The banking index has fallen 18 per cent from a record high 37,708 hit on February 16, as rising Covid infections and localised lockdowns have led investors to believe that concerns around asset quality will only worsen.
Technically, a more than 20 per cent fall from peak is termed as bear market in a security or index.
During the March crash, Nifty Bank had tanked 34 per cent and almost 50 per cent from its record high. Analysts believe with the threat of a nation-wide lockdown looming amid a rapid rise in Covid infections, the banking sector will bear the heaviest burden.
“Banks remain on the forefront of the selloff. If the (Nifty) Bank index breaks below 30,000 level, then there is no telling where the bottom will form. But it will be at least 2,000-3,000 points below the current support,” said Bhavin Mehta of Dolat Capital Markets.
For banks, the localised lockdowns announced in major states like Maharashtra, Delhi, Rajasthan, Madhya Pradesh and others came as a sucker punch just as loan collections and credit growth had started to normalise after the shock of the first national lockdown.

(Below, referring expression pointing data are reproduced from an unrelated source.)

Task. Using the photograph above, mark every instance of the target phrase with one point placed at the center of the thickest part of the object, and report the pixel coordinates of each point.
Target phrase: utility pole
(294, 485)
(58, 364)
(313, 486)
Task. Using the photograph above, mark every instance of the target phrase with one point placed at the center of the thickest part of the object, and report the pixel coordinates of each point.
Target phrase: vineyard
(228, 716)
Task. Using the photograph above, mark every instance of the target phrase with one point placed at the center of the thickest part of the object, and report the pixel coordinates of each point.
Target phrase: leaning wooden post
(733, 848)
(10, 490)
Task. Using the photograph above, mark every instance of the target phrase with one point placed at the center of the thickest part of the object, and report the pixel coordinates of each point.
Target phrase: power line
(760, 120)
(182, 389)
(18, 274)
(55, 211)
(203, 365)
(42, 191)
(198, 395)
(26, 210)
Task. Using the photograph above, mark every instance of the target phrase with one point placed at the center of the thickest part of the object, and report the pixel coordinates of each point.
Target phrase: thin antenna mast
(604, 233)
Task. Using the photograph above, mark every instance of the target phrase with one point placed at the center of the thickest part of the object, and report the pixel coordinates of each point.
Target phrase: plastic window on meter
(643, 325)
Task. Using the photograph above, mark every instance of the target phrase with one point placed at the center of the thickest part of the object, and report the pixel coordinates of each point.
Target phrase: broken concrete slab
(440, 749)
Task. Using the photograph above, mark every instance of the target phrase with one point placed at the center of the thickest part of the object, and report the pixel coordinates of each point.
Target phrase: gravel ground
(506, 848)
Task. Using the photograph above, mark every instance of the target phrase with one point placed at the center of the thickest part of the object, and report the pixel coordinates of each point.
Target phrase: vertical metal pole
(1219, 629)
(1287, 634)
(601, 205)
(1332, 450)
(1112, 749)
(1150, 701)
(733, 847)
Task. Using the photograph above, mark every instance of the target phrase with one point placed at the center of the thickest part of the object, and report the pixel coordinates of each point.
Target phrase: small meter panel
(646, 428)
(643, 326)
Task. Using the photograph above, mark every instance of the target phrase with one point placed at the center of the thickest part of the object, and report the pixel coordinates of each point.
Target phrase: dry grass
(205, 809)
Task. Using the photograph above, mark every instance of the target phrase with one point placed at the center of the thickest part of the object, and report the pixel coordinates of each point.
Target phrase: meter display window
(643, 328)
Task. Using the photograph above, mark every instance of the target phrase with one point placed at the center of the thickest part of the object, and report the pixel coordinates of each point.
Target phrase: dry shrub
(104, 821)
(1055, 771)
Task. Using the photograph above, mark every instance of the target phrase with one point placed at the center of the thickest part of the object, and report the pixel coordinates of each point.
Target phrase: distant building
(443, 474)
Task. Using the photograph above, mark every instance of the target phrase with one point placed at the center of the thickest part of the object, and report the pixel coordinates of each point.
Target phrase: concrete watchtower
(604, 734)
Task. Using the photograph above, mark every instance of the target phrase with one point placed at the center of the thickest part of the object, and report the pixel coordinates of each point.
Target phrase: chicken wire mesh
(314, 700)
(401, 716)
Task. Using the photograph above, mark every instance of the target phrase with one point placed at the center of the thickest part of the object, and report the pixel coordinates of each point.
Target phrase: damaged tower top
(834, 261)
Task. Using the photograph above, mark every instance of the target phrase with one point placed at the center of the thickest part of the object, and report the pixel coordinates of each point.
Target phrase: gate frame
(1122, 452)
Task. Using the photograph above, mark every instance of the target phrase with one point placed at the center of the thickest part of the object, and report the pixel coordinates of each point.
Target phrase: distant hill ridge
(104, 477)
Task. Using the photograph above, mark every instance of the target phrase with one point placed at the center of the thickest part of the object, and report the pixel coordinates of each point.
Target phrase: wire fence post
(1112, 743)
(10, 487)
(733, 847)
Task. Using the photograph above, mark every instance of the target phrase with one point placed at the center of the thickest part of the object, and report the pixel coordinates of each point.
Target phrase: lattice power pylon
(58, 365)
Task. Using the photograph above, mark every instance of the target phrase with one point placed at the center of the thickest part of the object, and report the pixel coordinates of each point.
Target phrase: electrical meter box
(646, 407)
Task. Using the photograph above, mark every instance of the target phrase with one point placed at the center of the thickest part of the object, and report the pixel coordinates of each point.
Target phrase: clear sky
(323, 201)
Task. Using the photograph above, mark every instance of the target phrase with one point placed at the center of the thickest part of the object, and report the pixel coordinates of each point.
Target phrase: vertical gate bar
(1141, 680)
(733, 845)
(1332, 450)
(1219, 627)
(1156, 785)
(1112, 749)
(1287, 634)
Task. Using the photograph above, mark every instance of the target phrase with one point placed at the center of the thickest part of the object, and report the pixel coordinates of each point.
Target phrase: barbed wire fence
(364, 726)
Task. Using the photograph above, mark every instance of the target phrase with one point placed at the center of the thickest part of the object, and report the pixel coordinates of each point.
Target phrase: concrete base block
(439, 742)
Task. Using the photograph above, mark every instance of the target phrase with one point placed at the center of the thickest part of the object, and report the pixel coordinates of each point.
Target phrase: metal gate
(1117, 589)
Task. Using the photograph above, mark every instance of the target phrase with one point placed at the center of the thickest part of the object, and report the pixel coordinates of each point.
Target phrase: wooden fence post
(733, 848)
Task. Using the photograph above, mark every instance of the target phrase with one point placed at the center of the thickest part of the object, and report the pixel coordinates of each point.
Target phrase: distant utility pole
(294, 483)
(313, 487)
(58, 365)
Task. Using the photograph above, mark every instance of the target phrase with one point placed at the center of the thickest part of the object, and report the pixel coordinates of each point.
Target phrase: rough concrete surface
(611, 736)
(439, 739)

The uncertainty of the current situation was exemplified by HDFC Bank’s decision to defer its final dividend payment for the second year running in the wake of the second Covid wave.
“Given that the current ‘second wave’ has significantly increased the number of Covid-19 cases in India and uncertainty remains, the board has considered it prudent to currently not propose any dividend,” the bank said in its Q4 earnings announcement on Saturday.
HDFC Bank’s conservatism in not paying the dividend is being read by some money managers as a sign of things to come in the coming months, as the second wave rips through the country’s tier-I and tier-II cities, geographies that account for the majority of Indian banks’ loan books.
“As a conservative bank if they are taking this stance, then they might be seeing more stress than what many of the analysts are seeing at this stage. That is the perspective with which people should look at markets,” Sandip Sabharwal, an independent investment adviser and former fund manager with SBI Mutual Fund, told ETNow.
Global credit rating agency Fitch, in a recent note, said the second wave of Covid-19 poses extreme risk to small business and retail loans of Indian banks. In a post-earnings conference call, HDFC Bank said the cheque bounce rate of retail customers has been increasing in recent weeks.
In this backdrop, analysts believe that buying the dip in banking stocks may not be the most prudent strategy for investors.
“We believe near-term growth momentum and asset quality improvement could be at risk. Hence, we recommend investors to stay put in quality stocks,” brokerage firm Emkay Global Markets said in a recent note.